Some  examples of work are; pushing the car horizontally from rest, shooting a bullet, book falling from the table, walking upstairs, sawing the log, etc.. These examples are taken from regular life scenarios, which justifies the definition of work.

 

What is Power?

Power is the rate of doing work. It can be defined as the rate at which energy is spent. The definition in physics of power is somewhat different from what it is used in context on a regular basis in life.

The SI unit of power is Watt ( W ). In case of machines or motor vehicles the SI unit is different which is given the term horsepower (hp). Watt can be seen in daily life as a unit of electricity as well. Which implies that electricity which is a form of power is used.

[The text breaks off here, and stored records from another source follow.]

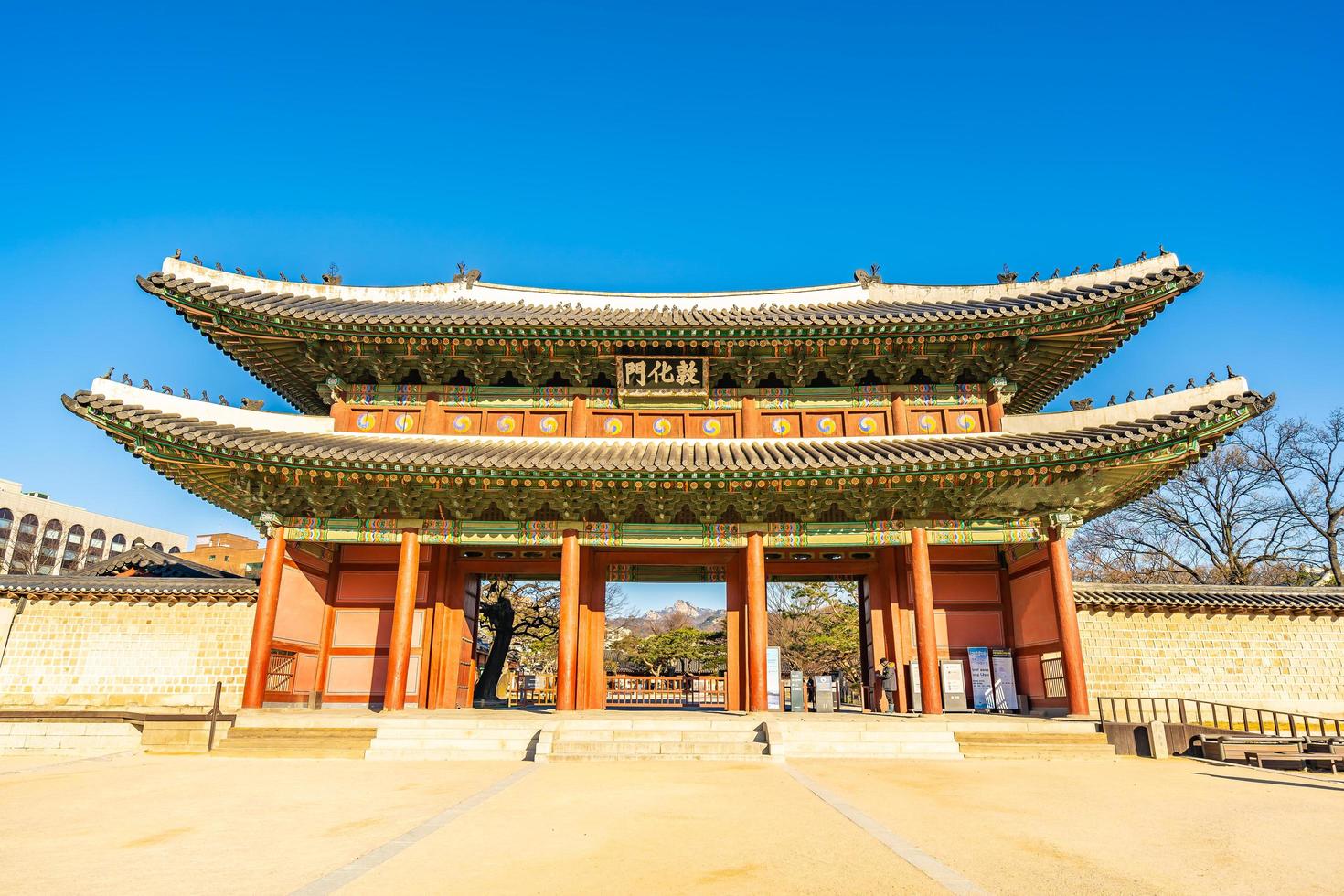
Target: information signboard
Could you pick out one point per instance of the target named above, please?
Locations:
(981, 680)
(1006, 683)
(824, 688)
(953, 686)
(772, 680)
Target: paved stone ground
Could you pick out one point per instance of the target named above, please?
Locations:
(171, 825)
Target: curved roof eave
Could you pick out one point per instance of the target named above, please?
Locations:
(309, 440)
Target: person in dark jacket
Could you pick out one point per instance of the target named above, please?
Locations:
(887, 673)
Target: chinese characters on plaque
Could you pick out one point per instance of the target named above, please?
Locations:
(663, 375)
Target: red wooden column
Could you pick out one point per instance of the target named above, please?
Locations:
(403, 621)
(566, 673)
(926, 630)
(578, 417)
(594, 589)
(995, 409)
(750, 418)
(263, 624)
(757, 623)
(735, 680)
(1070, 645)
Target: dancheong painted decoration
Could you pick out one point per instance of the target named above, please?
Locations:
(854, 423)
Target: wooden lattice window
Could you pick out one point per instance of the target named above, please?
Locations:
(280, 672)
(1052, 670)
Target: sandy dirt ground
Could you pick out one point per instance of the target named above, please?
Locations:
(159, 825)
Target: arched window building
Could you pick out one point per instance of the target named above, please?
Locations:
(50, 547)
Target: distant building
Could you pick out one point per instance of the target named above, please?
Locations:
(226, 551)
(39, 536)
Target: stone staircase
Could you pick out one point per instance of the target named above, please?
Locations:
(728, 738)
(486, 735)
(860, 738)
(1034, 744)
(306, 741)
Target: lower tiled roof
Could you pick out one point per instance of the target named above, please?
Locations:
(539, 455)
(1207, 597)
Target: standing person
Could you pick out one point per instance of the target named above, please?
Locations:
(887, 670)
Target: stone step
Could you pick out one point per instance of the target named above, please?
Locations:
(1031, 736)
(223, 752)
(349, 744)
(294, 743)
(1038, 752)
(657, 758)
(434, 723)
(652, 749)
(443, 753)
(795, 735)
(303, 733)
(446, 741)
(563, 732)
(654, 723)
(457, 733)
(859, 750)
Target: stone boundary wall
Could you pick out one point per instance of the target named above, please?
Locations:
(1273, 661)
(120, 655)
(68, 739)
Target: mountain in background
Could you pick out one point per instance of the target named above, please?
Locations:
(680, 614)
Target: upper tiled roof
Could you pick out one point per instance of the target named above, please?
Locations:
(133, 587)
(1040, 335)
(149, 561)
(499, 306)
(1207, 597)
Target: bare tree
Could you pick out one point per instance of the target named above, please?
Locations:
(1308, 463)
(1223, 521)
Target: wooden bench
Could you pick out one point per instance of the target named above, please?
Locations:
(1300, 759)
(1235, 747)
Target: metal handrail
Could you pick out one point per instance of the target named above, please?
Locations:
(1211, 713)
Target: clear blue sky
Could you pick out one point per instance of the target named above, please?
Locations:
(652, 148)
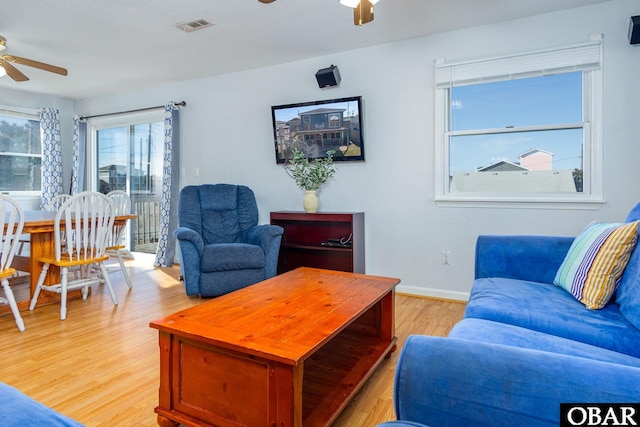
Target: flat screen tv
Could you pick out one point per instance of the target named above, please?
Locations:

Power decides how quickly work could be done, it is interlinked with work. But power is more used in regular life when compared to work. Power refers to the rate at which work can be done, it can be slow or fast.

Power is determined by two factors: work and time. Power is defined as the rate of energy spent, so when power is calculated it is dependent on the work and time taken to accomplish it.

There is average power which signifies the energy consumed divided by the total time taken. Average amount of work done or energy converted per unit of time. Power can be calculated in physics by using formula which is;

P = W / T

  1. P – power
  2. W – work
  3. T – time

Power can be changed so to measure the standard power it is either calculated at a given point of time or by calculating the average power. Some examples of power are; 60 Watt power bulbs spend 60 Joules of energy, or a car accelerating which does work and consumes large amounts of fuel, etc..


Principales diferencias entre Work and Power

  • Work is the energy required to move an object whereas power is meant as the energy spent to move the object.
  • Work is determined by factors like force and displacement on contrary power is determined by work done and time.
  • The SI unit of work is Joules but the SI unit of power is Watt and Horsepower (in case of motor vehicles or any machinery).
  • Work is calculated by formula; W = F * D  whereas power is calculated by formula of P = W / T.
  • Power is a more used concept in daily life as compared to work.

 

Conclusión

Work and power are intertwined. Both are necessary in daily life. Their meaning and definitions are somewhat different in physics than their use in daily life. Undoubtedly use of power is more in regular life.